Hi, this is my first time using maker genome annotation pipeline.
I recently finished maker's first round and was surprised from the results I got (was expecting better results).
I used minimap2 to align a de novo transcriptome to the reference genome and let maker do the alignments of known Crustacean protein sequences and mRNA sequences of my specie from NCBI.
Prior to running maker I used BUSCO to evaluate my de novo transcriptome assembly and the genome (using metaeuk):
Transcriptome: C:99.6%[S:7.4%,D:92.2%],F:0.2%,M:0.2%,n:1013
Genome: C:88.5%[S:37.7%,D:50.8%],F:7.8%,M:3.7%,n:1013
I ran BUSCO on all the transcripts maker predicted to evaluate the results:
C:64.6%[S:34.5%,D:30.1%],F:19.2%,M:16.2%,n:1013
Although this is only the first round, what might cause ~160 BUSCOs missing from maker's predictions?
Can anyone please share from his experience, is it common?
Maybe I was over expecting and these are actually good first round results?

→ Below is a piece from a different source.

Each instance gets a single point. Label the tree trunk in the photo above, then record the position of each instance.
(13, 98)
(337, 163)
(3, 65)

Regarding training ab initio annotation tools, would you use BUSCO as Augustus training? I have seen some tutorials which takes training sequences from mRNA annotations created in the first round (with 1000bp on each side), while others recommend filtering them (like in this: gene set filter/selection for training ab initio annotation tools ) and straight Augustus training
Thanks for consideration and help.
As far as I know, accuracy of Maker depends on how well the ab initio predictors (Augustus, SNAP, etc) are trained. In your case, looks like the predictors are doing a poor job. Using BUSCO to train Augustus is a good start if it is not trained for your species (I am assuming this is the case). By the way, BUSCO is a good estimate, but you should also pay attention to other metrics, like total number of predicted genes (does is make sense for your species?), average size of predicted proteins, introns, etc.